He is 39, pushing 40, and lives for now in the Howard Johnson's Motor Lodge off Branch Avenue. His real name is Lander McCoy Bacon, but he goes by Coy.

Last year, after the Redskins waived him and Bacon returned to Ironton, Ohio, his hometown, he was "Boom Boom" to the hungry throngs who paid good money to watch the 270-pound former all-pro--wearing skin tight shorts and hightops--cocoa butt and airplane spin his opponents under the inglorious lights of professional wrestling. They loved his strength, loved his name; truly, Coy Bacon could have gone places.

"It was exciting to do, so I did it," he said. "I could have made good money if I had pursued it, getting out to Atlanta and on the wrestling tours. But I wanted to play football. That's what brought me here."
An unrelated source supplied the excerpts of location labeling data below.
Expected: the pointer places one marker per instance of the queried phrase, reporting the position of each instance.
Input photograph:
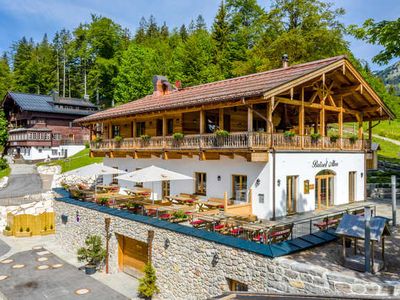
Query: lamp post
(367, 240)
(107, 222)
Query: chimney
(161, 85)
(178, 84)
(285, 61)
(55, 95)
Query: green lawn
(76, 161)
(5, 172)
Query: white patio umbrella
(153, 174)
(95, 170)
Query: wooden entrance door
(352, 186)
(324, 191)
(132, 255)
(291, 194)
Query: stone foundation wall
(185, 269)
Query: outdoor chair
(280, 233)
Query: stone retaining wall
(185, 269)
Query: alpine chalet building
(275, 140)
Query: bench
(329, 222)
(280, 233)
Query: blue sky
(33, 18)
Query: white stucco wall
(301, 165)
(225, 167)
(38, 153)
(287, 164)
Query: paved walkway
(39, 274)
(24, 180)
(120, 282)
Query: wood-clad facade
(293, 113)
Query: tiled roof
(45, 103)
(219, 91)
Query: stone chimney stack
(161, 85)
(285, 61)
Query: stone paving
(121, 282)
(39, 274)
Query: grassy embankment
(76, 161)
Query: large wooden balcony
(238, 141)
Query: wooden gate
(132, 255)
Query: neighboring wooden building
(42, 127)
(287, 172)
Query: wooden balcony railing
(236, 140)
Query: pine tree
(220, 35)
(183, 32)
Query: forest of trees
(117, 66)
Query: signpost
(394, 222)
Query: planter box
(47, 232)
(7, 232)
(23, 234)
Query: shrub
(145, 137)
(180, 214)
(334, 137)
(315, 136)
(3, 164)
(221, 133)
(118, 139)
(353, 138)
(147, 285)
(178, 136)
(93, 253)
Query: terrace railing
(235, 140)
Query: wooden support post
(360, 128)
(221, 118)
(270, 107)
(301, 120)
(202, 121)
(134, 129)
(250, 119)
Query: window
(114, 177)
(166, 188)
(138, 184)
(116, 131)
(201, 183)
(239, 187)
(140, 128)
(170, 126)
(237, 286)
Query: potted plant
(315, 137)
(353, 139)
(147, 285)
(145, 139)
(333, 138)
(180, 216)
(7, 231)
(289, 135)
(102, 201)
(118, 139)
(178, 137)
(221, 135)
(93, 254)
(97, 141)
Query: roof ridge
(338, 57)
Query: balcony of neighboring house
(244, 130)
(30, 137)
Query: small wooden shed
(352, 227)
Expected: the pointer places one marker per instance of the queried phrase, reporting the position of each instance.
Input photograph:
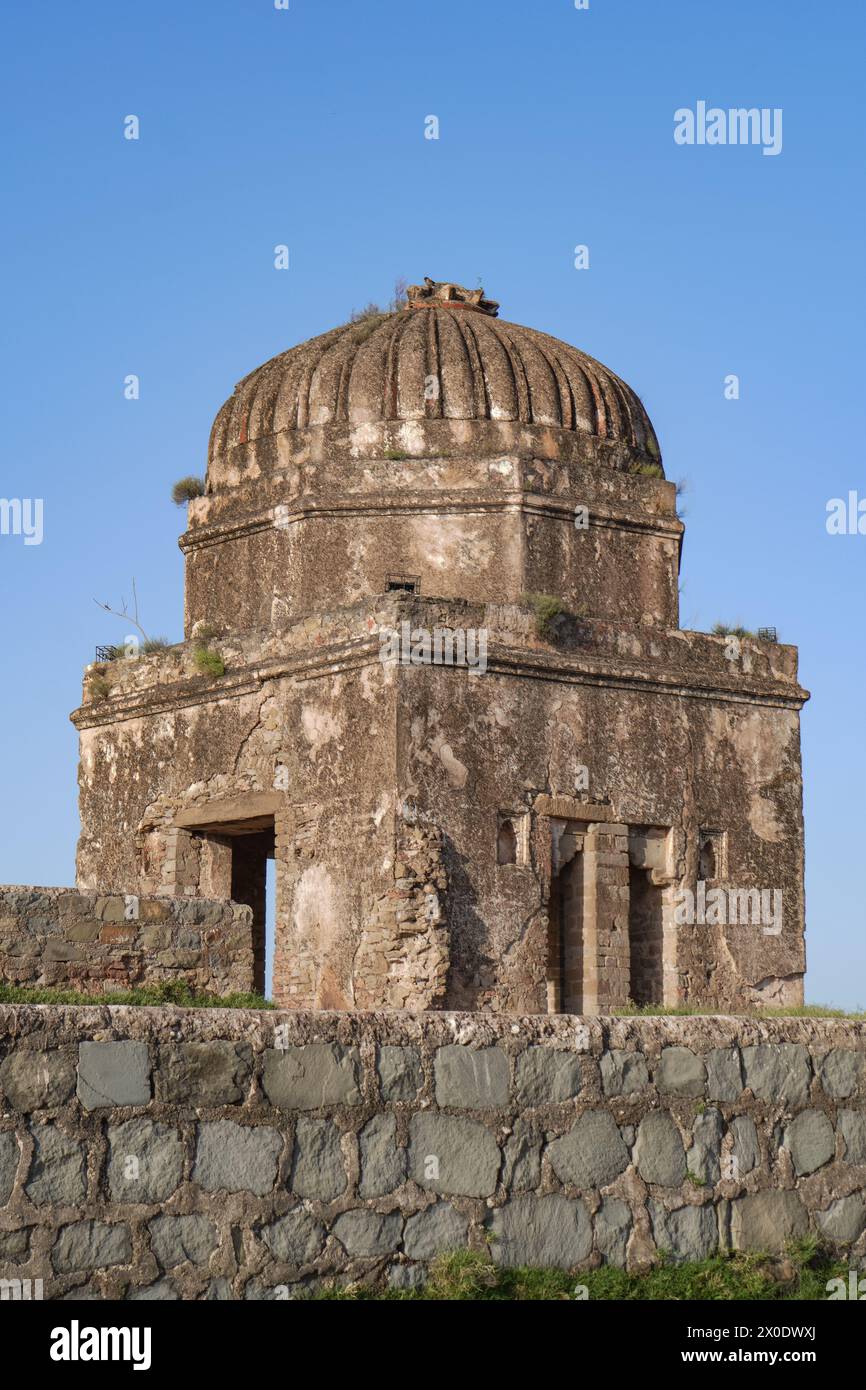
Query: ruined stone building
(438, 560)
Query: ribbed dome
(444, 356)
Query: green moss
(546, 608)
(156, 994)
(209, 662)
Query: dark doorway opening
(250, 856)
(645, 937)
(566, 938)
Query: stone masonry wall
(230, 1154)
(95, 943)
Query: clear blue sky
(306, 127)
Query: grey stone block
(36, 1080)
(690, 1233)
(369, 1233)
(744, 1148)
(841, 1072)
(852, 1127)
(545, 1076)
(401, 1072)
(382, 1159)
(145, 1161)
(811, 1140)
(658, 1151)
(10, 1155)
(178, 1239)
(205, 1073)
(521, 1166)
(295, 1239)
(453, 1155)
(161, 1292)
(14, 1247)
(310, 1076)
(113, 1073)
(591, 1154)
(471, 1079)
(623, 1073)
(546, 1232)
(237, 1158)
(681, 1072)
(57, 1168)
(612, 1229)
(319, 1168)
(768, 1221)
(777, 1072)
(91, 1244)
(705, 1154)
(434, 1232)
(844, 1219)
(723, 1073)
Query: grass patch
(186, 488)
(153, 994)
(470, 1275)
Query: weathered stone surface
(91, 1244)
(35, 1080)
(205, 1073)
(681, 1072)
(777, 1072)
(658, 1150)
(161, 1292)
(744, 1147)
(296, 1239)
(844, 1219)
(841, 1072)
(10, 1154)
(723, 1073)
(113, 1073)
(434, 1230)
(178, 1239)
(471, 1079)
(623, 1073)
(521, 1165)
(688, 1233)
(14, 1247)
(768, 1221)
(307, 1077)
(852, 1126)
(542, 1232)
(57, 1168)
(591, 1154)
(545, 1076)
(612, 1228)
(449, 1154)
(811, 1140)
(145, 1161)
(317, 1168)
(704, 1158)
(235, 1158)
(399, 1070)
(367, 1232)
(382, 1159)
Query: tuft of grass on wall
(470, 1275)
(174, 991)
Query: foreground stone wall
(232, 1154)
(96, 943)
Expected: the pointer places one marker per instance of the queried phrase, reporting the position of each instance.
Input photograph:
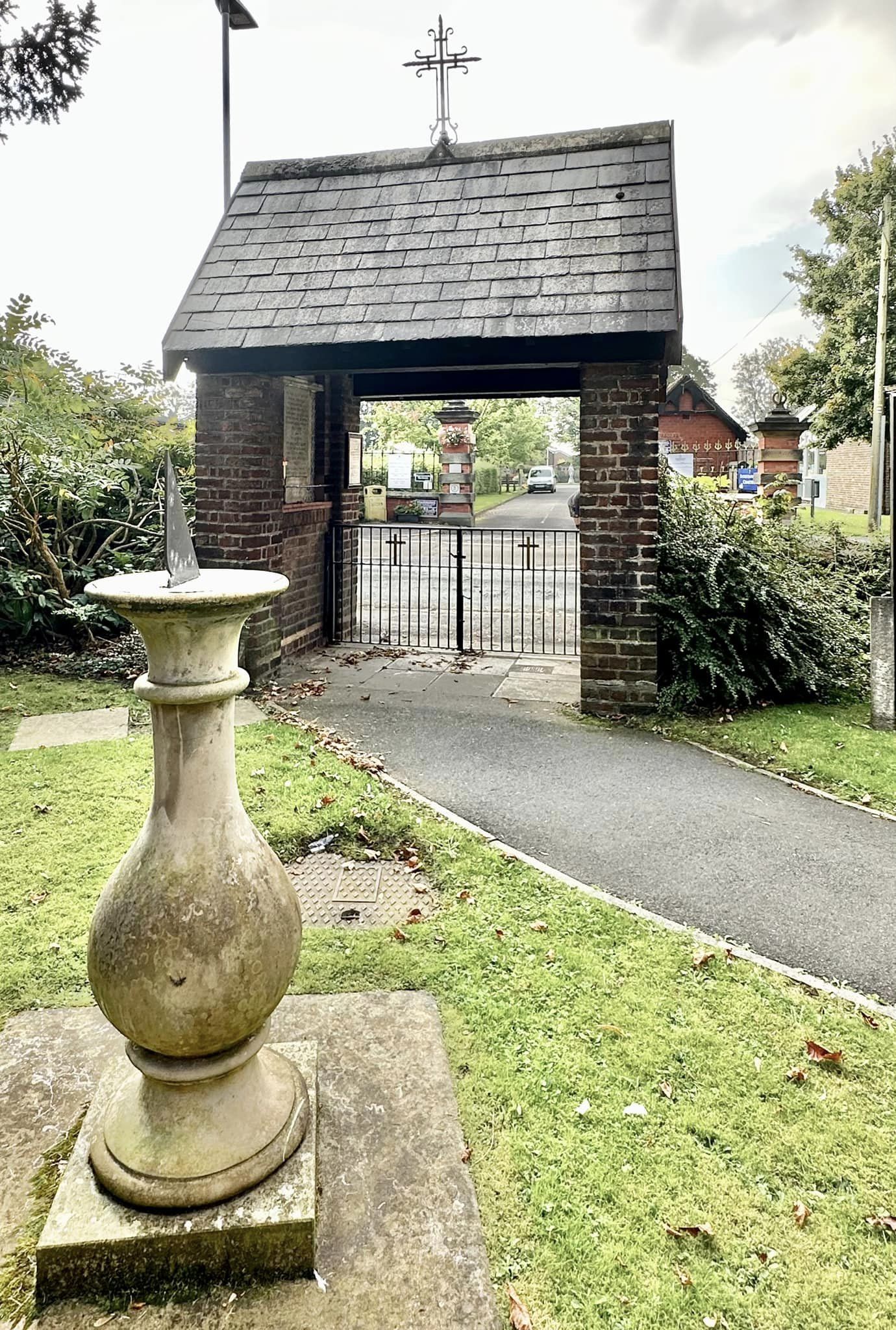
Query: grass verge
(560, 1012)
(482, 503)
(832, 748)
Here is with the 1-10 Washington Federals, the worst team in the U.S. Football League. To a 14-year veteran defensive end who was selected to the Pro Bowl three times and played with Los Angeles, San Diego, Cincinnati and Washington, here might seem like nowhere, but Bacon isn't complaining.

"If I didn't love it," he said, "I'd quit. I miss not winning. A losing season's tough, but it's still terrific. I'm enjoying myself. I'm still having fun playing ball. But, no doubt it could be a lot better if we won."
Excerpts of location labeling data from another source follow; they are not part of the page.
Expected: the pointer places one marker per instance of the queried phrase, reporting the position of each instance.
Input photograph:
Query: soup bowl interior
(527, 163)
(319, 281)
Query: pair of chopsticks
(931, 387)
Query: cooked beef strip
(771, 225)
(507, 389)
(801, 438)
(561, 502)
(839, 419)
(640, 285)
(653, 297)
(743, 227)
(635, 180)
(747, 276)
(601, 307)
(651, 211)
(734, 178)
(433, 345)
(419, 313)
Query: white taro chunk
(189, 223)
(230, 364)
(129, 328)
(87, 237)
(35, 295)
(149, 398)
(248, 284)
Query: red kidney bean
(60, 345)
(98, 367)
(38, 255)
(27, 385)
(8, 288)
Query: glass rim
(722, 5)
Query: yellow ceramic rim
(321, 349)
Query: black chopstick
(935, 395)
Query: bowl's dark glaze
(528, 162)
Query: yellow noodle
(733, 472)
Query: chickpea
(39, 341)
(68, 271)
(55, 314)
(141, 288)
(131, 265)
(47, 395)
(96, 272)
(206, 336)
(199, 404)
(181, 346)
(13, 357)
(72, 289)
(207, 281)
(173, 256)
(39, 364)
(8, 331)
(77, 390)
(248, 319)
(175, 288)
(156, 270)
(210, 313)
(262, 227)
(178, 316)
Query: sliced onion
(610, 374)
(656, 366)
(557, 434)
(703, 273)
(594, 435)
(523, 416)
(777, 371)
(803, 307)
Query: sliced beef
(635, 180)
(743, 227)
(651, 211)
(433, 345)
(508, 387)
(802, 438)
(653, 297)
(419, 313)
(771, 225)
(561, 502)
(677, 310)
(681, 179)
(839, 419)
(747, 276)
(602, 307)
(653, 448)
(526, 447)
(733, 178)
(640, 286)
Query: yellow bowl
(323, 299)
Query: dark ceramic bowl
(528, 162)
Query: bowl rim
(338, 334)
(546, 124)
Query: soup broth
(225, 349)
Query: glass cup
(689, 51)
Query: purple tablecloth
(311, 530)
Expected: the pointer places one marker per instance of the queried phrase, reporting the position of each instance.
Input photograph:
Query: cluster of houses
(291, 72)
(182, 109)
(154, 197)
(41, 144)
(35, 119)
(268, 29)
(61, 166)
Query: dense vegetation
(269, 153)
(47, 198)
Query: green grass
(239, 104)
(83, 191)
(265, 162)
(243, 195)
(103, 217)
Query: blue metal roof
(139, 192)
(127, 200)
Bacon didn't graduate from college, didn't get drafted by an NFL club, didn't worry much about it. He played three years at Jackson State before joining the Charleston, W.Va., Rockets of the Continental Football League in 1965.

"All fun and games back then," he said. "Like most of the guys here, I wasn't so sure I understood what the game was, what I was getting into. You go around to different cities and knock heads and have a good time. You play ball and everything is good."
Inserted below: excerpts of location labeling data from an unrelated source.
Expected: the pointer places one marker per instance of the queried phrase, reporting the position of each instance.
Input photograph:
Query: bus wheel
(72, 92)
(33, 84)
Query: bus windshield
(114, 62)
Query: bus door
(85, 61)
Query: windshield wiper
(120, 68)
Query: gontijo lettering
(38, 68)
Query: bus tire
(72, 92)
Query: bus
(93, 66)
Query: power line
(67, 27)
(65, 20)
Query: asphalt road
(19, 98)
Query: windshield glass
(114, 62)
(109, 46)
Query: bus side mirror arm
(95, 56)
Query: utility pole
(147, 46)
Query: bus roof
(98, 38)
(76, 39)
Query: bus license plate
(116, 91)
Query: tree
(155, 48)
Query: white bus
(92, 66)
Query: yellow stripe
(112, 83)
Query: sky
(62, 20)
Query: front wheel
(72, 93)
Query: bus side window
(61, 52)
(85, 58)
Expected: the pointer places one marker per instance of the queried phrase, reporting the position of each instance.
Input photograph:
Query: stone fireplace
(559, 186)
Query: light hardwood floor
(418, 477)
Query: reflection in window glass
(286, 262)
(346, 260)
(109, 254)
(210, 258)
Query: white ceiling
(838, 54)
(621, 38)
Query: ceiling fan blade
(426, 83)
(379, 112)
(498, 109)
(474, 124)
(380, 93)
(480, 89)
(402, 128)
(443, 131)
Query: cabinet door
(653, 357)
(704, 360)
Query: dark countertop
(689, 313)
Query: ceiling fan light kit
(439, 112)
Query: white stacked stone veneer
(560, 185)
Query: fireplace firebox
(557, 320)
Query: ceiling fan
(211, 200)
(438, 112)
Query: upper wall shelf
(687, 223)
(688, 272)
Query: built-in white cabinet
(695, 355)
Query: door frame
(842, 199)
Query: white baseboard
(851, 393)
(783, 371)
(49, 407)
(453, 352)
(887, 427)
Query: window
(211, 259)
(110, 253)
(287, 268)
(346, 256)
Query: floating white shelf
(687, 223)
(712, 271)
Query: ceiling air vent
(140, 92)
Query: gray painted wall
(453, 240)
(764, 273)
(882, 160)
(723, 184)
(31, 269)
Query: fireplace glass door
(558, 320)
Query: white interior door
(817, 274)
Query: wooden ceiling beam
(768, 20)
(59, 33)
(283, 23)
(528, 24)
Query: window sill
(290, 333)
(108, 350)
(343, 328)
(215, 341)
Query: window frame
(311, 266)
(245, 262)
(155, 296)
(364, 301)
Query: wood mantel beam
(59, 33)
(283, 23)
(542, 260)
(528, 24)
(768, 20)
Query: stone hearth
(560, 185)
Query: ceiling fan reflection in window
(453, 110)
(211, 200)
Unlike the thousands who watch him play each week, the wrestling fans never accused Coy Bacon of being fossilized. He won some and lost some; his wheels ran true; he roared and writhed and celebrated in his benign war of make-believe. But no more. Although he refuses to say whether body slams and headlocks pain as much as being bowled over by a pulling offensive guard, no hurt is greater than the defeats he's suffered through week after week.

Bacon said, "The problem with our team is that we're so young. It's nothing at all similar to the NFL because there are not many veterans around. The players here need the chance and the time to grow up."

Bacon ranks third on the team with 34 tackles. He has 27 assists and is second to tackle Robert Barber in sacks with 4 1/2.

"I'd say our biggest downfall has been youth," he said, his voice bowing to a near whisper. "Most of the guys here are not mature enough to know what's taking place in this life. What we need to do is stop losing and end the season on a good note. We need to learn how to play with pride."

Washington traded defensive end Drew Taylor yesterday to the Birmingham Stallions for undisclosed future draft choices. Taylor, who played five years in the Canadian Football League, started seven games this year for the Federals. He missed last week's game against Oakland with an ankle injury.